Figure 6.

Schwann cell c-Src is activated in response to Lm-1. (a) Transient Src activation in response to Lm: SCs were incubated with 10 μg/ml Lm-1, harvested at the indicated times, lysed, and analyzed for c-Src-PY416 and c-Src. Time course immunoblot and densitometry plot of pSrc/total Src ratio are shown. (b) Fyn activation in response to Lm: lysates from SCs treated as above for 1 h were immunoprecipitated with Fyn-specific antibody followed by immunoblotting with phospho-Src (PY416) antibody that also detects pFyn. (c) Src activation depends on the presence of gal-sulfatide.
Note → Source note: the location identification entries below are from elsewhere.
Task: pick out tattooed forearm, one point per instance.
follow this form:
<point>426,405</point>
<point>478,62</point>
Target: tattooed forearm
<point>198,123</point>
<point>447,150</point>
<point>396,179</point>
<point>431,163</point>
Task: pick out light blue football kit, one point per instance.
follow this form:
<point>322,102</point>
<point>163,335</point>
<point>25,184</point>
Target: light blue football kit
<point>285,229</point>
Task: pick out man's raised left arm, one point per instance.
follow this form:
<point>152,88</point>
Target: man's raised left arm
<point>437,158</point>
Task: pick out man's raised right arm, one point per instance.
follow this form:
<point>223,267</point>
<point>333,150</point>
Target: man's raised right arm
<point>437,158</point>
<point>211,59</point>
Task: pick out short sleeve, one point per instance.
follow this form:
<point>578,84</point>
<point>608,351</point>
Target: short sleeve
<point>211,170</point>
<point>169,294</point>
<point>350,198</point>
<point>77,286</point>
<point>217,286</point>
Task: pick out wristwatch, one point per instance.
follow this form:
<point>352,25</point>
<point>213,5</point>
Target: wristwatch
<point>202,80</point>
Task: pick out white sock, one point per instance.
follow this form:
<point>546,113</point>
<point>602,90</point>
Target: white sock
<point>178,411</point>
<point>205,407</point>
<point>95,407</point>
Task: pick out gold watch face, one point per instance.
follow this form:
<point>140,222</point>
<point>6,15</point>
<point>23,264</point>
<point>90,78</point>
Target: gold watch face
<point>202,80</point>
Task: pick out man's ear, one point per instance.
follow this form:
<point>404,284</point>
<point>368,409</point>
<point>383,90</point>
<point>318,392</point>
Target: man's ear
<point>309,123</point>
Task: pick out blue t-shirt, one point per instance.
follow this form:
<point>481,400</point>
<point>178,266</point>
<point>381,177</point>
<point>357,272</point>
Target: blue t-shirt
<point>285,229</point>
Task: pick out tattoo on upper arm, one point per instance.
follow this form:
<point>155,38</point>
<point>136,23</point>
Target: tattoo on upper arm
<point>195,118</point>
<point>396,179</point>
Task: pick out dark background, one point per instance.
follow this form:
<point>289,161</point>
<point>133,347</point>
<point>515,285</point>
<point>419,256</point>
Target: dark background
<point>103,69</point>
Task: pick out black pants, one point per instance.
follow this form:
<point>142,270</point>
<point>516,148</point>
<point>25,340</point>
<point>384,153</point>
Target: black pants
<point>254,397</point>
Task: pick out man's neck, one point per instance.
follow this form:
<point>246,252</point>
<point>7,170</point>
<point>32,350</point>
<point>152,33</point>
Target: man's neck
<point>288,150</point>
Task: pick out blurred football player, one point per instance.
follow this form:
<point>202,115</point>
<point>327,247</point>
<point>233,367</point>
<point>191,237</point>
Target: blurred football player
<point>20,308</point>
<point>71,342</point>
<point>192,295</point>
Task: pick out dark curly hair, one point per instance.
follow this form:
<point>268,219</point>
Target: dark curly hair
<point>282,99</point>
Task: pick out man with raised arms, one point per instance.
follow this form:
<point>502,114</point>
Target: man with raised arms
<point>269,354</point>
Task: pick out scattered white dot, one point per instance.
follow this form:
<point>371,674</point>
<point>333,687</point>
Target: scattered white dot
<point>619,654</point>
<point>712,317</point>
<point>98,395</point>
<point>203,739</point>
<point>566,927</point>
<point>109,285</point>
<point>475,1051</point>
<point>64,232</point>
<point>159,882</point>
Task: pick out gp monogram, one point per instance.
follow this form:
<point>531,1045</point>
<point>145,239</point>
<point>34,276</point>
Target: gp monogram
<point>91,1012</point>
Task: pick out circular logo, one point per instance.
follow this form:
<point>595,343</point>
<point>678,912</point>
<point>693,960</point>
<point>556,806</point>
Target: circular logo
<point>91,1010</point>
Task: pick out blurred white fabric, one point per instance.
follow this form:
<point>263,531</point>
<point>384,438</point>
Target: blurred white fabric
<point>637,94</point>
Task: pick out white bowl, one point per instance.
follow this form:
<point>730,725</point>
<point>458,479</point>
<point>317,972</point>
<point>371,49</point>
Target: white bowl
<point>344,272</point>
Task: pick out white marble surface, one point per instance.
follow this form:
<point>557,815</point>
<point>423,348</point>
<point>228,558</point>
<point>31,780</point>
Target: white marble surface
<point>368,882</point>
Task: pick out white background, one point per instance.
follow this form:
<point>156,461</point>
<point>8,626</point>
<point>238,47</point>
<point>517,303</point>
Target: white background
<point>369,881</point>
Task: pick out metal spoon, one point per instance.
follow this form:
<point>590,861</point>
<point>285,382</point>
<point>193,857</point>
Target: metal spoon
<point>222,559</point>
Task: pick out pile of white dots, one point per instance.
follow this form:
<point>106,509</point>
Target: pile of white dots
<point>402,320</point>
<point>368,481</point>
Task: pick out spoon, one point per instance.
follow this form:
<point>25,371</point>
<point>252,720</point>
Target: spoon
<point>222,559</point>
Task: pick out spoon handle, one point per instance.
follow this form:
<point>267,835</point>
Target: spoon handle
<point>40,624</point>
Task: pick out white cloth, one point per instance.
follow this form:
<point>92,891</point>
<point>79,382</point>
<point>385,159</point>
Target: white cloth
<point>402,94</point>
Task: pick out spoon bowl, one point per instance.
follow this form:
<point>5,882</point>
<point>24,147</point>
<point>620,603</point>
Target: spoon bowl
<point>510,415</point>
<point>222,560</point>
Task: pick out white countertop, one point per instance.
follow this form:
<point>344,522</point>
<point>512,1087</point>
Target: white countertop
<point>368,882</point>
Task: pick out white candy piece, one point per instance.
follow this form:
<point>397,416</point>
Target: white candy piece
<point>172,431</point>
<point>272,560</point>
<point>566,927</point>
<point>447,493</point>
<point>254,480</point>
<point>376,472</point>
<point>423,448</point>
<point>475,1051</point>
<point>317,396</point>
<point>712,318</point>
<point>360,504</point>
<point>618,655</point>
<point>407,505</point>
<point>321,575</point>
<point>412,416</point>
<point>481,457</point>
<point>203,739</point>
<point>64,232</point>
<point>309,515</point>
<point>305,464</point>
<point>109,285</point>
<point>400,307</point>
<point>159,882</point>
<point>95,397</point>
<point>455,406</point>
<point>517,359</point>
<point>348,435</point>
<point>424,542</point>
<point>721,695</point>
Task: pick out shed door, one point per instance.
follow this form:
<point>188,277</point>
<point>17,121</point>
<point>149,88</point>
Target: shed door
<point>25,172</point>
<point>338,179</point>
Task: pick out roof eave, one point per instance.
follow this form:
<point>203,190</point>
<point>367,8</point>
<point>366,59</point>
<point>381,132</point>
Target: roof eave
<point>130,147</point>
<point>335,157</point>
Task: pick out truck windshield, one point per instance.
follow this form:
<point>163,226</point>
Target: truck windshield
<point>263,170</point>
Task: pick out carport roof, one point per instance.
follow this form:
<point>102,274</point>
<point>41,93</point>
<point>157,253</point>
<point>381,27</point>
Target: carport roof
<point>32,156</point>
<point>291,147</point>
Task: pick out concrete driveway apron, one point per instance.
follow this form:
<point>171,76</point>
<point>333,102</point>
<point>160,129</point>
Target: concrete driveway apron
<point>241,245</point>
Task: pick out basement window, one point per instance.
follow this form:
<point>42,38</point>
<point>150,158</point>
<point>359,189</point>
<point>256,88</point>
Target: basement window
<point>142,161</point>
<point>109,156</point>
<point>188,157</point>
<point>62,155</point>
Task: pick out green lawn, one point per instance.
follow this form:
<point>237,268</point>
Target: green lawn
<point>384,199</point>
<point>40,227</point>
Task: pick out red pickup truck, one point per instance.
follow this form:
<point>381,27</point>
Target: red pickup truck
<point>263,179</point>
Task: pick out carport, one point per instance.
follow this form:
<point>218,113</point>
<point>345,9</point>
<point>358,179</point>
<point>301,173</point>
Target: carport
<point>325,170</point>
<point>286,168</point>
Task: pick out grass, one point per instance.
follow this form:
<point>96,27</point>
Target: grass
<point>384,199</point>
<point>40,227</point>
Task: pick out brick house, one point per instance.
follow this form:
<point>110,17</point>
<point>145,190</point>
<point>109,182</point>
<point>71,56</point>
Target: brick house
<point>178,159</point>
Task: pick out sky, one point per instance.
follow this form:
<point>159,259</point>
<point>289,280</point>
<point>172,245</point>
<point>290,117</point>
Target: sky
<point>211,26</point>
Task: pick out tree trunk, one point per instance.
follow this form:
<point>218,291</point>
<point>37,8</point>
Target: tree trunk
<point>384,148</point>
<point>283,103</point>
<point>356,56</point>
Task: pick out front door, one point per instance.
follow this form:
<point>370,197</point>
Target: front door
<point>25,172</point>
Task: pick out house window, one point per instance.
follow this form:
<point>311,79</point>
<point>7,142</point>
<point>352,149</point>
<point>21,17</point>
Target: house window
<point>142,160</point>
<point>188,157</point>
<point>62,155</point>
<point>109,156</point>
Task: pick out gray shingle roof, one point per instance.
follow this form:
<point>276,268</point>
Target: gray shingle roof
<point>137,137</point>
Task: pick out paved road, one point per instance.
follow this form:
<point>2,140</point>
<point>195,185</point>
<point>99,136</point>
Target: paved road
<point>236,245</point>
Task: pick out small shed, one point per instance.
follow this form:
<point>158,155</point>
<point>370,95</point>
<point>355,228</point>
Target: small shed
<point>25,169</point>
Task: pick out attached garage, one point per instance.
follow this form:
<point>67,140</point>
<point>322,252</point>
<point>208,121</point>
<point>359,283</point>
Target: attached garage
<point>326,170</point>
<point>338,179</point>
SCs were treated with Lm-1 as above for 1 h in the presence (+) or absence (−) of 50 U/ml arylsulfatase and analyzed for c-Src phosphorylation. (d) c-Src coimmunoprecipitates with β-DG. SCs untreated or treated with 10 μg/ml Lm-1 for 1 h were extracted with 1% Triton X-100–Tris buffer. Cell lysates were immunoprecipitated with anti–β-DG antibody and the immunoprecipitates were subjected to immunoblot analysis with c-Src-–specific antibody. (e) SCs were untreated or treated with 10 μg/ml Lm-1 for 1 h and immunostained for Lm-γ1, Src, and Src-PY416 (pSrc). Diffusely distributed Src immunofluorescence coalesces into dense plaques that overlap with Lm immunofluorescence after Lm-1 treatment, whereas most of Src-PY416 is associated with the nucleus (arrowheads indicate colocalizations of antibody immunofluorescence between paired panels, establishing the relationship at various points). (f) Anti–α-DG antibody IIH6 inhibits Src phosphorylation, whereas anti–β1-integrin (Ha2/5) does not. The bar graph shows the phospho-Src/total Src ratio based on the immunoblot densitometry. (g) Lm-1 fragments E1′ and E3, but not E8 or E3 mutG (which lack a sulfatide-binding sequence), block c-Src phosphorylation. SCs were incubated for 1 h with Lm-1 in the presence of 100 μg/ml BSA, 250 μg/ml E8, 250 μg/ml E1′, 100 μg/ml rE3, or 100 μg/ml rE3 mutant G. Cells were washed, lysed in 1% SDS-Tris buffer, and immunoblotted.